Decenas de trabajos y de debates ponen en cuestión las estructuras de poder y de violencias que signan esta época del fútbol y del espectáculo del fútbol, destartalan muchísimos de los conceptos naturalizados, apuntan contra los discursos simplificadores (lo simple y lo simplificado no son lo mismo) sobre las violencias que enmarcan al fútbol, revelan las mugres de las burocracias que se apoltronan en los organismos internacionales erigidos en nombre del fútbol y sugieren que, como casi todos los aspectos de la existencia, el fútbol es un campo en el que se disputan sentidos, ideas, políticas y poder. Y que no dar esa disputa, como en cualquier disputa que no se da, implica dejar al fútbol en manos de otras y de otros.
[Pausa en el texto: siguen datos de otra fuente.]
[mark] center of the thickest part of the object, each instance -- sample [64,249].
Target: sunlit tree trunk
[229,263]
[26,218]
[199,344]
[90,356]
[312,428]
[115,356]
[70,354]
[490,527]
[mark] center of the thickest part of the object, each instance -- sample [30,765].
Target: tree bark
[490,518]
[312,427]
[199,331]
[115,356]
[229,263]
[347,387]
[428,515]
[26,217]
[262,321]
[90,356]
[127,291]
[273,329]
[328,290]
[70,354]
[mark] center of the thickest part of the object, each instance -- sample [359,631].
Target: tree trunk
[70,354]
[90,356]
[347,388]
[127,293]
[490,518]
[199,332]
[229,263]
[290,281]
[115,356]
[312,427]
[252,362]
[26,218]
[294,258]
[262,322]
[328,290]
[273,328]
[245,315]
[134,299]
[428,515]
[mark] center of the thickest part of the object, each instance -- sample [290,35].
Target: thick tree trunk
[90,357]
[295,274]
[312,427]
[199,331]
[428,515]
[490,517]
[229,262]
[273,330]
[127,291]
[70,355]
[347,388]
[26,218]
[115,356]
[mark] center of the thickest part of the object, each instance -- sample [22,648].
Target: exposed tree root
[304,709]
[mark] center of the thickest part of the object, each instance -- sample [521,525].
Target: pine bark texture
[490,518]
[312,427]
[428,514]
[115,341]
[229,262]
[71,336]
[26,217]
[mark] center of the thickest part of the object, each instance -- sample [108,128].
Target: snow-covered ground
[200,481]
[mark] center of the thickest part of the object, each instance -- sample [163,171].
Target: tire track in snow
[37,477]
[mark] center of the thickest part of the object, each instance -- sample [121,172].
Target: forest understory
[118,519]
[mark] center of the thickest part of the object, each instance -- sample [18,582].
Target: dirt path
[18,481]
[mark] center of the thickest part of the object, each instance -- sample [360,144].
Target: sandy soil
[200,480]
Montones de dirigentes y de periodistas, por complicidad o por ignorancia, no consideran ni ese caudal de conocimiento ni la profundidad de los problemas que allí quedan abordados y prefieren, por ejemplo, sostener que “refundar el fútbol argentino” consiste en cambiar de entrenador o de marcador de punta.
El padre de las ciencias sociales aplicadas al deporte en Argentina, Eduardo Archetti, evidenció hace décadas que el fútbol no es un reflejo de la sociedad y posee múltiples lógicas propias, pero, a la vez, es un espacio central para reflexionar sobre las sociedades, sobre los poderes y sobre las personas. Archetti también avisó hace décadas que el escenario político y social del fútbol merece ser estudiado seriamente.
Acaso convendría hacerles caso a Archetti y a todas y a todos los que proporcionan herramientas para pensar al fútbol antes de que los partidos de fútbol, como cierto superclásico argentino, sean un anuncio infinito pero ya ni se jueguen.